She stood up at PMQs to long Conservative cheers, applause, acclaim. How pleased they were with her. “One of us! One of us!”

The Speaker, now a toad beneath the Tory harrow made no attempt to control them. His livelihood is dependent on pleasing his erstwhile enemies who had been his erstwhile friends and who are currently his masters.

Harriet, in her big white power jacket, looked better and sounded more leaderly than any of the leadership candidates. She doesn’t have Cooper’s vinegary misery-mongering, or Burnham’s SpAd mentality, and she’s got fifty kilos on Kendall. That’s all good. She’s also fractionally less left wing than front runner Jeremy Corbyn. Labour could do worse than Harriet. And almost certainly will.

She made her point that a rise in the minimum wage won’t compensate for the cuts in tax credits for working people. More people will be worse off. Cameron – marvelously relaxed, easy, head of house – said she hadn’t grasped the effect of the living wage. It’s true: she may not have.

The effect of the living wage is to destroy the Labour party.

That and denying a living wage for Labour in the form of union funding. Now, workers will have to consent to having their wages docked by unions. This she called an “attack on working people”. Working people might describe it differently. Were these compulsory deductions being made in other circumstances, Harriet would be demanding consumer protection, Cameron said, and prosecutions for misselling.

What a collective wince went up through the thinking left.

We are seeing relatively strict fiscal program put out alongside a relatively liberal social policy.

It is reminiscent of something, this “economic efficiency and social justice”.

In Labour’s view the Tories are worse than Tories.

Lower than vermin.

They are Blairites.

Nothing is higher in the demonology of the left than Blair’s lethal, election-winning combination.

The living wage.
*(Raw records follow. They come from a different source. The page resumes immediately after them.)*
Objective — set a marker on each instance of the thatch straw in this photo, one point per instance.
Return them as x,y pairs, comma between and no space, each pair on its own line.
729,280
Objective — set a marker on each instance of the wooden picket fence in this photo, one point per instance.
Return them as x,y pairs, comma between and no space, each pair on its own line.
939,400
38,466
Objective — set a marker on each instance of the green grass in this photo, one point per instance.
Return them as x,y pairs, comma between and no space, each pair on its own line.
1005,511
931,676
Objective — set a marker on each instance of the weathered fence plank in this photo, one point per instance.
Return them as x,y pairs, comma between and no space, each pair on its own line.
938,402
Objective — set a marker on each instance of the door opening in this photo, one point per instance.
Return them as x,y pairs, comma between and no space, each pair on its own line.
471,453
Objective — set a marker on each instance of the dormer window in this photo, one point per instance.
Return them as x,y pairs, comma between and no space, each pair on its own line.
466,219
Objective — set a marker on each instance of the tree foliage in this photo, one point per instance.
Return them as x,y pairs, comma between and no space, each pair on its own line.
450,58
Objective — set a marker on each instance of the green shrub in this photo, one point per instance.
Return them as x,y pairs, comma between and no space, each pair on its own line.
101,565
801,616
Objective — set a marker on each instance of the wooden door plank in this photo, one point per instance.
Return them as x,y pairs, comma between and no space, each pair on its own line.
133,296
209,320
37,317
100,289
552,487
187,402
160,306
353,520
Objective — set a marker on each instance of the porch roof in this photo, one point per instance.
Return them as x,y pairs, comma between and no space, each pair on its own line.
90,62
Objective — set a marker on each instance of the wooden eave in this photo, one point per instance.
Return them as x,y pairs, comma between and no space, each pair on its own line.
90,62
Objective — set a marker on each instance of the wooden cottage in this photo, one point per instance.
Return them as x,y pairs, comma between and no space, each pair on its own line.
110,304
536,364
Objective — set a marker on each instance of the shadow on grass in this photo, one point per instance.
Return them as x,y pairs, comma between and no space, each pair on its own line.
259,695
Tax reductions. Strike laws. Union funding. Popular welfare reforms. NHS boost. And – holy of holies – the boundary reviews. The Tories have 10 years inked in.

Harriet might be right. It might not be fair. But it’s politics.

Just one last observation on Miliband’s leadership: his party’s current chaos is his legacy. The one thing he is said to have done is now it’s undoing. He kept the party together. And he did so by not confronting the dilemmas they are failing to confront now. Miliband is the architect of his party’s destruction.

Maybe he was the secret Tory all along.